日本史日誌

いまは旅行記で精一杯だけど・・・

太閤の手紙/桑田忠親/講談社学術文庫

太閤の手紙 (講談社学術文庫)

太閤の手紙 (講談社学術文庫)

底本は1959年刊行だということで、50年近くも前のものですから、さすがに時代遅れの記述内容も見受けられる。本能寺の変に関するところとか。
ただちょっと気になるのは、三好吉房の出自について阿波三好氏の一族などと書かれていたこと。三好吉房は御存知豊臣秀次の実父。彼が三好名字を称したのは、秀次が三好康長の養子となったのに伴ってのこと、というのが現在の通説だと思いますが、三好吉房自身が三好氏の出身などという話は聞いたことが無かったので、これも時代遅れで片付けてよいものやら。


さて、内容ですが、秀吉の手紙を読み下し文で紹介し、解説を加えるといったものです。かなり多くの手紙が紹介されています。秀吉の手紙は過剰といっていいくらい人間味に溢れていて、読んでいて楽しい。とはいえ、私は読み下し文ですら満足に読めないので、もう少し細かい部分まで解説を付けてくれるとなお良かったのですが・・・(^^;;
それから、手紙の出典が記されていないのでそれも気になります。淀殿宛ての手紙などは一体どのような経緯で伝わったのだろう?


本書についてネットを辿っていると、興味深い記述をなさっておられるブログに行き当たりました。

あらためて太閤の手紙を眺めていて、その晩年のものに思うのは、たしか司馬遼太郎だったろうか、晩年の秀吉が気がふれたようになると強調されて捉えられることがあるが、手紙を見る限りは、正常者にしか思い描けない。
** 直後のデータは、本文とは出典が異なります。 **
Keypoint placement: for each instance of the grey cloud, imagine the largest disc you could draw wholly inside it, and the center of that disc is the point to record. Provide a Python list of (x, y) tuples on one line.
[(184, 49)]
恐らく、半島への行為に関する評価の戦後的な感覚が投影されて、ああいう説明を与えたくなったのであろう。
研幾堂の日記

なるほど。これは鋭い指摘です。確かに手紙を見る限りでは晩年に至っての変化はあまり感じられませんでした。大袈裟なところは終始あの調子なわけで、それをもって気が触れていたとするならば、それは晩年に限らず、生まれながらの彼の性質でありましょう。
司馬作品は読んでいませんが、これが戦後史観のひとつであるという可能性は非常に高いように感じます。司馬作品を原作とする大河ドラマ功名が辻』ではどのように描かれるだろうか。あまり期待できそうにはないけれど・・・。